We look around and we don't see Him. If it takes even minimal work to know what God wants from us, work like reading the Bible to see His desires, it's just too much. But God is right there: in front of us, beside us, behind us, surrounding us, and if we look where He has told us we will surely find Him. Unfortunately, too many act like because we need to look at all, it's like a game of hide and seek ("why is God hiding?") or since it's too difficult to find God it can't be true ("why do I have to read - why can't God just show Himself to me? Then I'll believe.").

Peek-A-Boo.

God isn't hard to find - He's revealed Himself in the Bible. Our objections to His followers have prevented us from meeting Him. Have you ever refused to meet a person because one of their friends is a brute, or a jerk, or ignorant? Why do we do this with God? I believe it's because doing so is easier. Learning is difficult, and takes effort. Sustaining ignorant prejudice is effortless. As we look to God, He does not hide consequences of our selfish, sinful ways but reminds us that His love for us hasn't gone anywhere.

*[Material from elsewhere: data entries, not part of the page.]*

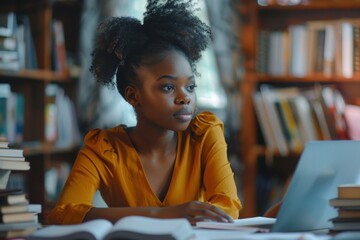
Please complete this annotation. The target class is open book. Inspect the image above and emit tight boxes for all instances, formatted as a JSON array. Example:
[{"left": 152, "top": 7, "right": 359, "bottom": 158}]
[
  {"left": 196, "top": 217, "right": 276, "bottom": 231},
  {"left": 27, "top": 216, "right": 193, "bottom": 240}
]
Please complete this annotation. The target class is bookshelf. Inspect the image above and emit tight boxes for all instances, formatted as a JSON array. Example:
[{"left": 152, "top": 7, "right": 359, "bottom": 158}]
[
  {"left": 0, "top": 0, "right": 82, "bottom": 218},
  {"left": 237, "top": 0, "right": 360, "bottom": 217}
]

Familiarity with our environment comes with learning, not through osmosis or wishing it so. Can we honestly say that familiarity with God comes through some other means than what is learned? Special revelation is at the desire of God (not the demand of man or woman) but it is not His primary means of revelation to us. The gift God gives us - after the initial gift of being known by us and knowing us - is the excitement of exploring the greatness of God and discovering new-to-us truths that were not known beforehand. When we stop the search, when WE turn from the notice of God, it can appear that God has gone away.

And that's scary. Peek-A-Boo.

God has not left us. We have turned away from God. We must return to God, turn our eyes to look on His smile, and incline our ears to hear His commands and loving welcome. If we choose not to, then the consequences belong to us, and we are to blame. And that is scary.